Toll roads on the cards

Motorists could soon be forking out even more to keep their cars on the roads.
Ogone Tlhage
The Road Fund Administration (RFA) has concluded a study on the feasibility of implementing a toll road system, saying data shows that Namibia has sufficient traffic flows to support it.

The administrator is currently heavily reliant on road user fuel levies to maintain Namibia’s 50 000 kilometres of road network, its acting CEO Patricia Keeja said.

“A feasibility study was concluded two years ago, which basically established that Namibia has sufficient traffic volumes to toll various sections of toll roads. This study has been shared with policymakers and support has been granted by a Cabinet committee to proceed with stakeholder engagements in this regard,” she said.

The use of tolling could be a necessary revenue stream as funds collected through fuel levies are expected to come under pressure, Keeja added.

“The world is moving away from internal combustion engines to electric vehicles and by 2030, most advanced economies will no longer manufacture vehicles with internal combustion engines. Thus, these vehicles will phase out soon thereafter.

Funding issues

“This creates a massive funding problem for us as a road fund, as 54% of our revenues come from fuel levies.

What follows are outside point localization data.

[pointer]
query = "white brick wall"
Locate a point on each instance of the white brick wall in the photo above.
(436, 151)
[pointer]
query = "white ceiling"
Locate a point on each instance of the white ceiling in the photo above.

Therefore, we have taken a strategic decision to transition towards distance-based road user charges, of which tolling is just one such user charge in our toolkit.”

The RFA, Keeja said, had good examples to draw from within the Southern African Development Community (SADC).

“The RFA does not have to look far on successful tolling examples as countries in the region namely South Africa, Malawi, Zambia, Zimbabwe and Mozambique have successfully implemented tolling.”

The administrator is now in the process of collecting cost information to determine what a network of toll plazas will cost and to determine the financial viability of tolling using the net present valuation of such a project, she said.

When asked what type of tolling system would be used, using the Windhoek-Okahandja route as an example, Keeja said it could comprise a toll booth with an operator at every exit.

“At the moment, we are looking at a closed tolling system with conventional boom down toll booths. What this means is that there will be a toll booth with an operator on every exit on the toll road. Windhoek to Okahandja, for example, has 20 exits,” she said.